While watching “No Reservations” on Monday night (clips here) and seeing Haiti, a place I hold very dear, Anthony Bourdain’s comment about the Ra-Ra Parade being echoed in New Orleans’ Second Line brought a lot to mind. Surely the Second Line, like so many other NOLA traditions, came to the city with wave after wave of Haitian refugees. Starting in 1800, those escaping the turmoil in what was once a French colony found a place in the soon-to-be-American city and its surrounding area. Black and white and every combination thereof, free and slave, they came and made New Orleans home. How fortunate for my mother city.
Another tradition that was certainly expanded on by the refugees – those who came unwillingly as slaves – was the Sunday dancing in what was then known as Congo Place and is now Congo Square. Located between St. Peter and St. Ann on North Rampart, as it always has been, Congo is a park with a rich and ongoing history. I could go on about the cultural and social issues swirling around the dancing – which was probably very much like a combination of Voudon celebration and Mardi Gras parade – but I think Liliane Crete’s description from her book Daily Life in Louisiana 1815-1830 does it far more justice than I ever could:
In New Orleans, Sunday was a day of relaxation, even for the slaves. Dressed in their finest, they gathered by the hundreds under the sycamores in Congo Place, and from early afternoon until nightfall they danced to the rhythm of tom-toms and crude string instruments. The dances were lively and fast paced, with quick steps and many pirouettes…
The slaves danced barefoot on the grass, as the civic guard looked on from a discreet distance and a horde of white spectators pressed around the gates of the square, their faces registering a mixture of amusement, astonishment, shock, scorn and indulgence. The African rhythms and dances were obviously not to everyone’s taste, and some of the Americans in the crowd must have looked on the scene as a display of savagery that no one but a black – or a Creole – could either savor or condone…

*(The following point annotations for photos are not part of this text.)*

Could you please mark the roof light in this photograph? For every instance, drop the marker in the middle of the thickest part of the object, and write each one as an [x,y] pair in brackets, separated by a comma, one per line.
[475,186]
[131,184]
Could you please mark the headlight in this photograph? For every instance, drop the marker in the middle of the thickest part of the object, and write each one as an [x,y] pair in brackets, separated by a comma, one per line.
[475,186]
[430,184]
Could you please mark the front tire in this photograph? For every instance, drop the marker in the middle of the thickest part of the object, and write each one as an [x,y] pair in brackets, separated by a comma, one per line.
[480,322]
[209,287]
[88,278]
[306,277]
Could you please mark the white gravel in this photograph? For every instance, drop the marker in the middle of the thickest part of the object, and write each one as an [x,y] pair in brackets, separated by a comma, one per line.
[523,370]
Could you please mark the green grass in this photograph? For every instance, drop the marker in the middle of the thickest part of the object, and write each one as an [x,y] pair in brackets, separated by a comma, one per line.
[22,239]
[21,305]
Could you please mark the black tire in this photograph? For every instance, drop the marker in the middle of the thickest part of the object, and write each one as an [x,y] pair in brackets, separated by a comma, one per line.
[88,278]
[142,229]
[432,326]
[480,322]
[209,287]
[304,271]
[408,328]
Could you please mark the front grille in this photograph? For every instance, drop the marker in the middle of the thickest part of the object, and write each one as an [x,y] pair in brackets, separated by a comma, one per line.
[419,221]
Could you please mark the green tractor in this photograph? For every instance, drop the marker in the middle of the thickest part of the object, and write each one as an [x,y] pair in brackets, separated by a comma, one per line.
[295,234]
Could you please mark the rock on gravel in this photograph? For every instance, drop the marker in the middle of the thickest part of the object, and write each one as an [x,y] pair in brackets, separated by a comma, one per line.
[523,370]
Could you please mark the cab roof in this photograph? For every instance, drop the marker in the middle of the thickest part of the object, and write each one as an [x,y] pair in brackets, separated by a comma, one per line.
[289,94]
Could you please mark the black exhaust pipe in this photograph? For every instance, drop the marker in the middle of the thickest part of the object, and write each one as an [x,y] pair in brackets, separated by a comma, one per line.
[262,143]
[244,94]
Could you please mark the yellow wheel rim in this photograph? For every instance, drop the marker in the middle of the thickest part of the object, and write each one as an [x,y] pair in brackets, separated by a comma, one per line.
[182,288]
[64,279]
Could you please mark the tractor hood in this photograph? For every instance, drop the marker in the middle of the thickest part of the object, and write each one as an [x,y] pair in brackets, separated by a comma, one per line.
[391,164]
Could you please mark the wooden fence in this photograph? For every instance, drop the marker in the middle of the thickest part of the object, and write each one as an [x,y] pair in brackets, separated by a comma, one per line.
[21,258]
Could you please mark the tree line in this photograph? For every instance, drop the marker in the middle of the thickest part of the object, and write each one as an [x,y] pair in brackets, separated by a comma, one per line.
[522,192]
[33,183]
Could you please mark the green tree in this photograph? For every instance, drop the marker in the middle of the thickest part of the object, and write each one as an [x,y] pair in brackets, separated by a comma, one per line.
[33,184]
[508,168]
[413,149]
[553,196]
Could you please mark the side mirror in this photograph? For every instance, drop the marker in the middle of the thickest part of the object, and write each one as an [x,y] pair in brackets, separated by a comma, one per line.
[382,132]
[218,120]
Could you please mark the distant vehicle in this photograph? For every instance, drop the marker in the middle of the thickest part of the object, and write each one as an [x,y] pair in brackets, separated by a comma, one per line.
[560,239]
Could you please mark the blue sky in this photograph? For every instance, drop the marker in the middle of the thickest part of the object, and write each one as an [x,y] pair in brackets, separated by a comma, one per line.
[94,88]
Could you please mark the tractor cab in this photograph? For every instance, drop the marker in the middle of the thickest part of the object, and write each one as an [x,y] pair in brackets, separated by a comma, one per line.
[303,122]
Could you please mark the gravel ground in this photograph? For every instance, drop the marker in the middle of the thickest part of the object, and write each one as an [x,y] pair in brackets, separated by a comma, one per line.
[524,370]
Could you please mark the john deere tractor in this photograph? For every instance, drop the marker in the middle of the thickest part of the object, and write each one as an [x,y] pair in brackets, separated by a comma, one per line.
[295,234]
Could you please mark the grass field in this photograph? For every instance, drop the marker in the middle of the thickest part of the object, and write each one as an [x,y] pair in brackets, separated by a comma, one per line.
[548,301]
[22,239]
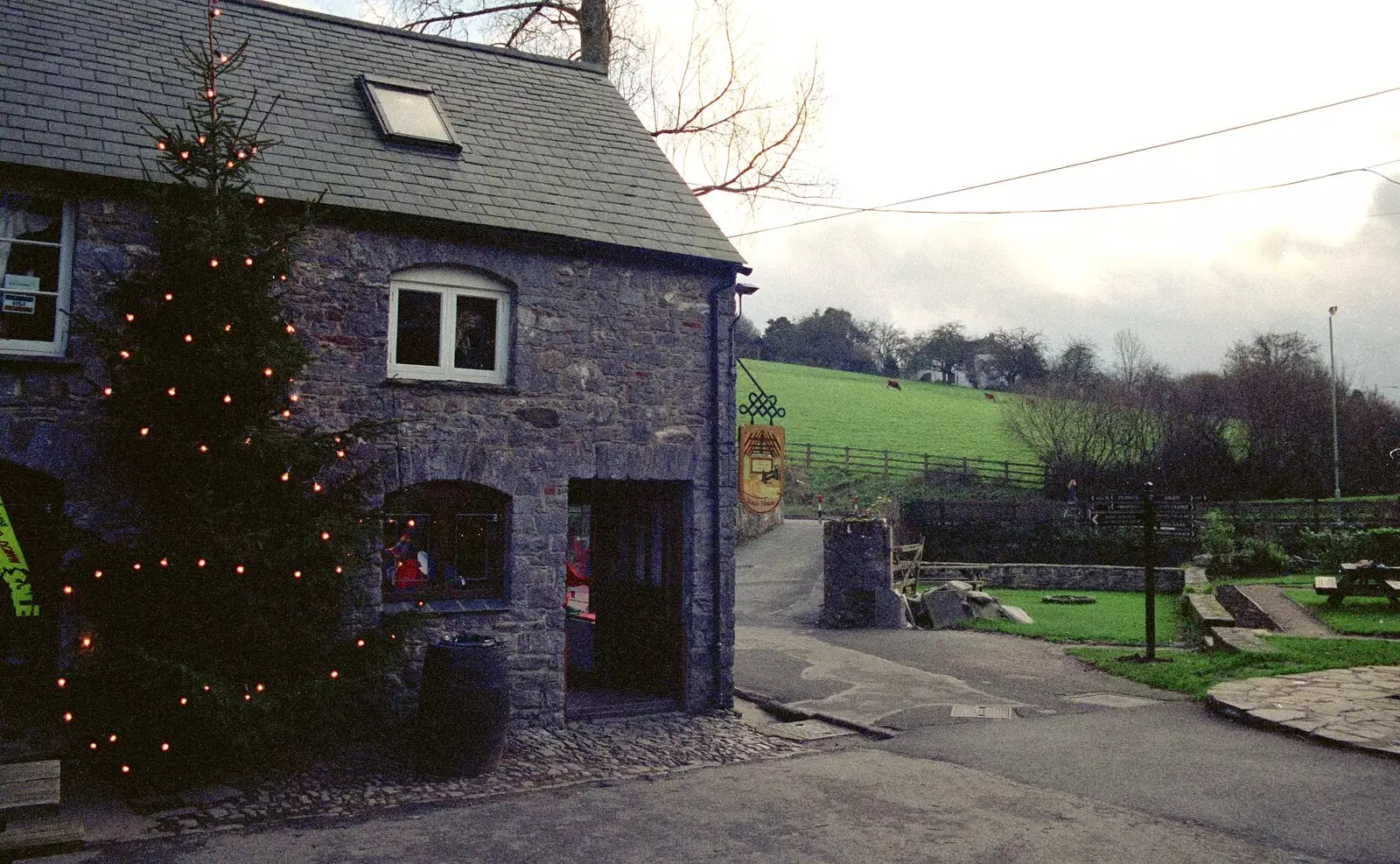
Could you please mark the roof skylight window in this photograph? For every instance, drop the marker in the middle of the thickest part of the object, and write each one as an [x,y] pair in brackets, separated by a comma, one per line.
[408,114]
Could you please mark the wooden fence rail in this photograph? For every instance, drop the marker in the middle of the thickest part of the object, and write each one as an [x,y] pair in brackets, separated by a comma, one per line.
[896,464]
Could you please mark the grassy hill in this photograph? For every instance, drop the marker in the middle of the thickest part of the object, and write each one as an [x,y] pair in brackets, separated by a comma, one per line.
[826,406]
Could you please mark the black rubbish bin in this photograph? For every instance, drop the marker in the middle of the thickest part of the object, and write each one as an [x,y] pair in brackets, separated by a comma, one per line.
[464,707]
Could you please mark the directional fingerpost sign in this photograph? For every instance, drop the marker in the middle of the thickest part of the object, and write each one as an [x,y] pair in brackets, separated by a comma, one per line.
[1169,516]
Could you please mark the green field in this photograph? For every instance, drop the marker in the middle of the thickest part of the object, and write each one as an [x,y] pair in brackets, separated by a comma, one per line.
[826,406]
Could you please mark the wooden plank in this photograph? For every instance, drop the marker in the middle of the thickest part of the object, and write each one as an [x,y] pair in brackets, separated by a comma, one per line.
[30,783]
[39,832]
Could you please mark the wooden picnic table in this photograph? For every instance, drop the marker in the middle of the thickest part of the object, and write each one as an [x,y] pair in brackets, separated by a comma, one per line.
[1360,579]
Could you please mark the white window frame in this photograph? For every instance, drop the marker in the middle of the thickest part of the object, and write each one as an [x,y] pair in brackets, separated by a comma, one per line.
[450,283]
[60,345]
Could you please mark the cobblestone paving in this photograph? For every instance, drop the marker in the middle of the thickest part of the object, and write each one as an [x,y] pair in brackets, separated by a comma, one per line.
[1357,707]
[536,759]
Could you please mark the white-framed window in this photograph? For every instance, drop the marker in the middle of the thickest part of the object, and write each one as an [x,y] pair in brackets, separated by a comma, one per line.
[448,324]
[37,265]
[408,114]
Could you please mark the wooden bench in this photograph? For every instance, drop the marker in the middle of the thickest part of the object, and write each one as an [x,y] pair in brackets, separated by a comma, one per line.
[903,566]
[28,783]
[1358,579]
[32,784]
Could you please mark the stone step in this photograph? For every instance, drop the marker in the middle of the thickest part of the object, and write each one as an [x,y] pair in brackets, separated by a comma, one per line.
[1208,611]
[1241,640]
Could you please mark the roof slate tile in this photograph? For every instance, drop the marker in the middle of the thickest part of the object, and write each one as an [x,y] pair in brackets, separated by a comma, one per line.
[548,146]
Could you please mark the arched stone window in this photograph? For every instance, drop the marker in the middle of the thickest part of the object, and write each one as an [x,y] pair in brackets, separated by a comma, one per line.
[448,324]
[445,539]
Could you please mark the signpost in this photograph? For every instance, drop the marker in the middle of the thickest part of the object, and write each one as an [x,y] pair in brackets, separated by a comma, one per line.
[1159,516]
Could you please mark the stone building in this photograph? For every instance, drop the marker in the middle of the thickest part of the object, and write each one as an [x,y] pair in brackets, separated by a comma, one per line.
[504,262]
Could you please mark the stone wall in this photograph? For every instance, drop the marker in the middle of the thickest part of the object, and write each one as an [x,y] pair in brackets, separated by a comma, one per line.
[612,377]
[1066,577]
[856,588]
[756,524]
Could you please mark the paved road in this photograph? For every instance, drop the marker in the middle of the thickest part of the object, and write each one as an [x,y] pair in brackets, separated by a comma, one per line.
[1158,754]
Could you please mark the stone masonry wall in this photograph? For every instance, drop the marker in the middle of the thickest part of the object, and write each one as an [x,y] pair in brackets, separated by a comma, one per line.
[611,378]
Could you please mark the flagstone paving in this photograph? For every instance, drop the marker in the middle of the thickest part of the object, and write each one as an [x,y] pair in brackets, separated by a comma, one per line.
[1357,707]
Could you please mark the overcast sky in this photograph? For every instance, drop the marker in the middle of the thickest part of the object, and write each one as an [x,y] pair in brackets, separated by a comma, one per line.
[928,97]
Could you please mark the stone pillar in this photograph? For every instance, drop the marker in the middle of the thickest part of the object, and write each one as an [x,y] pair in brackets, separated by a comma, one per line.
[858,587]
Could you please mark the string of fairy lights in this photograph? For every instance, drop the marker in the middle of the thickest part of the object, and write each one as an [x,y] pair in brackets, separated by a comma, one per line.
[221,164]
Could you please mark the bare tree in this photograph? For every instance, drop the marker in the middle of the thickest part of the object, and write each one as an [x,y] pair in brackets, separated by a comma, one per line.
[889,343]
[704,104]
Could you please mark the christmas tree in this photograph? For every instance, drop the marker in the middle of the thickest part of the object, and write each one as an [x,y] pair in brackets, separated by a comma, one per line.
[216,635]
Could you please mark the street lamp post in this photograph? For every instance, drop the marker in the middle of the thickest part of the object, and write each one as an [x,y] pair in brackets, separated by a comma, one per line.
[1336,453]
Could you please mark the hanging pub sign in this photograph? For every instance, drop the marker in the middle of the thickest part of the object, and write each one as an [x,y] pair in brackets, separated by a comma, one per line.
[760,468]
[14,570]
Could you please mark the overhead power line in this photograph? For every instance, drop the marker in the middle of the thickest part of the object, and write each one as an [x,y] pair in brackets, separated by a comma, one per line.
[1080,164]
[1120,206]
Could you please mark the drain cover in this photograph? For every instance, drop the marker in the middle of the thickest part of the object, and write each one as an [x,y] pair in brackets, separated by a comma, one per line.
[809,730]
[991,712]
[1112,700]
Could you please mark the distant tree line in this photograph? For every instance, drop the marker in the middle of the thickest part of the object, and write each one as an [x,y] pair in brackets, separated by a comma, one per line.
[1005,359]
[1260,427]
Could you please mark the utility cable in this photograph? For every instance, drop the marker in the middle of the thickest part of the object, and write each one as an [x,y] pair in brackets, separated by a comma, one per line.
[1080,164]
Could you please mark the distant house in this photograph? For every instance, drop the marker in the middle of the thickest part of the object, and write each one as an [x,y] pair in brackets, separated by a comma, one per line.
[506,262]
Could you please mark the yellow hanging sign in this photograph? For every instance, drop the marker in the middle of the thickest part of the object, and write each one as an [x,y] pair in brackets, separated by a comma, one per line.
[14,570]
[762,467]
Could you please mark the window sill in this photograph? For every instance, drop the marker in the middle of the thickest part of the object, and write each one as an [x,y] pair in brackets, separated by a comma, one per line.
[448,605]
[38,363]
[448,384]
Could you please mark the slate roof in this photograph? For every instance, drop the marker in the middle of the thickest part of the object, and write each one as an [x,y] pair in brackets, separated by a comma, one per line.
[548,146]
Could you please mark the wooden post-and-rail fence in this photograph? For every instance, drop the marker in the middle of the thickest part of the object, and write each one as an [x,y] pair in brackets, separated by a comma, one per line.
[898,464]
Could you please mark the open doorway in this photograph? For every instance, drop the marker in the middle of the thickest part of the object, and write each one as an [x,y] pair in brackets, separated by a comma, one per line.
[626,562]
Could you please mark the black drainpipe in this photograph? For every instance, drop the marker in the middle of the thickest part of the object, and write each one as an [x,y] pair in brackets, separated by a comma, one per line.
[718,607]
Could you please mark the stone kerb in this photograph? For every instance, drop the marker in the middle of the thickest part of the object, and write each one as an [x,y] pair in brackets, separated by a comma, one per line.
[1066,577]
[858,590]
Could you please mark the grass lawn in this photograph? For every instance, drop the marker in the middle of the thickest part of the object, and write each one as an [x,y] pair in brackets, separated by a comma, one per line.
[828,406]
[1194,672]
[1360,615]
[1116,618]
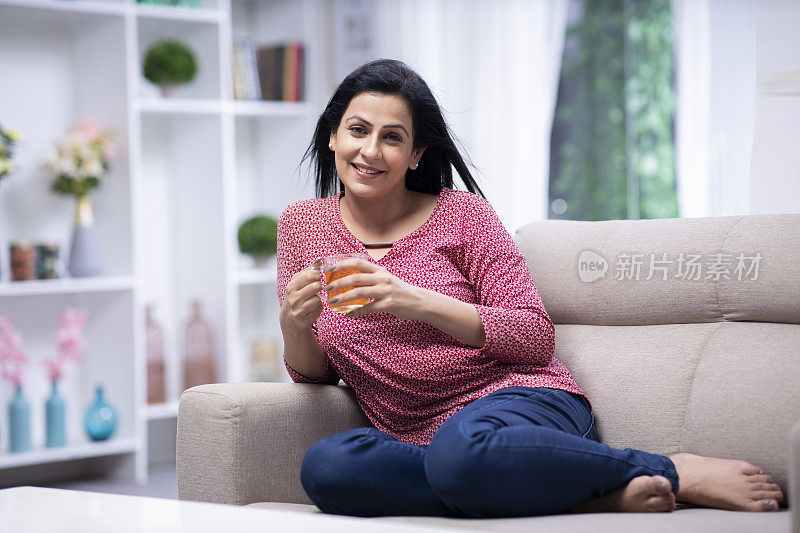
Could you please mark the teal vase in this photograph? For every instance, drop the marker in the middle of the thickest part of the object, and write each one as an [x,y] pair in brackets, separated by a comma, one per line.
[55,418]
[101,419]
[19,423]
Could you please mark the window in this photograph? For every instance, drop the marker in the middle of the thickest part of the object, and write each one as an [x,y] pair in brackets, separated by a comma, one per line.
[612,149]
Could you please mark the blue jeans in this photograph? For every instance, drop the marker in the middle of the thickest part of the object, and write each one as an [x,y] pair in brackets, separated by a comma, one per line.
[520,451]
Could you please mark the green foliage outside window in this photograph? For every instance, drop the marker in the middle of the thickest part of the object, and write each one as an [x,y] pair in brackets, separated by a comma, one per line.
[612,149]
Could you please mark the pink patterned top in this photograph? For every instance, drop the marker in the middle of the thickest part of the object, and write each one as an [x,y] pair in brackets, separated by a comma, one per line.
[408,376]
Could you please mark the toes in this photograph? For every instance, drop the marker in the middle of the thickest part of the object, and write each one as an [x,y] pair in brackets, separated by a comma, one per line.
[749,468]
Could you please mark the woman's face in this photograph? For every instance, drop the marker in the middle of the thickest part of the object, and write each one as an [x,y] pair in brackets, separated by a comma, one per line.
[374,145]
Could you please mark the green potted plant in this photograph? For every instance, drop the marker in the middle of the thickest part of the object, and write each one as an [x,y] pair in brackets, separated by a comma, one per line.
[169,63]
[258,237]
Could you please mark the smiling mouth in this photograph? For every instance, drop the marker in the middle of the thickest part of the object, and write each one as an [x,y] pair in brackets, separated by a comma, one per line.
[366,171]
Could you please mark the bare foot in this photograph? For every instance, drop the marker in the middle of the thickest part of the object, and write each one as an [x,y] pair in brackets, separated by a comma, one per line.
[725,484]
[642,494]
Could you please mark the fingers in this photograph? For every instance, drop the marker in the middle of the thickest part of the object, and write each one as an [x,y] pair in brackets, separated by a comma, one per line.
[354,263]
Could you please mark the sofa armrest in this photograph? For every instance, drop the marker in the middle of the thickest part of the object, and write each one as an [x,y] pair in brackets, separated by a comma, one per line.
[794,477]
[240,443]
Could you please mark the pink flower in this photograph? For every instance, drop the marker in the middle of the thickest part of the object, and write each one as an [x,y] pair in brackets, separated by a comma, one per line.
[109,151]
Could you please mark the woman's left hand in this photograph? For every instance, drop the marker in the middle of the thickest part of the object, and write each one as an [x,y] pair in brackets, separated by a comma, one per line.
[387,292]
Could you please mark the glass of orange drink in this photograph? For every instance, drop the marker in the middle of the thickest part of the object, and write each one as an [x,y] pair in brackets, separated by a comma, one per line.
[328,262]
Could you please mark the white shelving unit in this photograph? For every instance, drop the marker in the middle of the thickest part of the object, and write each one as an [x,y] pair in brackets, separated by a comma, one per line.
[190,170]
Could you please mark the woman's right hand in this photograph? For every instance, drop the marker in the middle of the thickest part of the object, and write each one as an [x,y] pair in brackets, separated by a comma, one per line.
[302,304]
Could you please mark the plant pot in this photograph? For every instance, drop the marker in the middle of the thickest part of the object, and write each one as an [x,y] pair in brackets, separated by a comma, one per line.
[169,91]
[84,255]
[19,423]
[55,419]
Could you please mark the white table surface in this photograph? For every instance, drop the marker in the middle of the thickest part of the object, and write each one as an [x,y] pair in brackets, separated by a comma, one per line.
[45,510]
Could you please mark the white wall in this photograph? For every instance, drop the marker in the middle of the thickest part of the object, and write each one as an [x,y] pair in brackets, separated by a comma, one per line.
[775,178]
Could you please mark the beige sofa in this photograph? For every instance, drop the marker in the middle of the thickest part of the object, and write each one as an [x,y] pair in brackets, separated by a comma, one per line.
[709,366]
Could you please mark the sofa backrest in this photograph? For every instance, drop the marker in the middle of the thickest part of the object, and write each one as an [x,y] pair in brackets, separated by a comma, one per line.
[684,333]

According to contemporary accounts, the great majority of the dancers in Congo Square were of pure African extraction. Latrobe* saw “hardly a dozen café-au-lait faces in the crowd.” Quadroons, mulattoes, and most of the Creole blacks regarded these Sunday revels as beneath them, and American blacks were rarely in evidence – partially out of deference to the opinion of the Creole blacks, partially out of fear of their Protestant masters’ disapproval. From the Protestant point of view, it was a sin to dance on the Lord’s Day or to sing anything other than hymns.
* Benjamin H. Latrobe was an architect from the east coast who visited New Orleans between 1818 and 1820. He later wrote a heavy-on-the-snark memoire of his experience entitled Impressions Respecting New Orleans: Diary and Sketches
And I will leave you with that, mes amis. Bon Mardi Gras ~
Header: Congo Square in 2006
2 comments:
So much history in NOLA, Pauline... Bon Mardi Gras!
It's the coolest place in the world. Really. A tu aussi!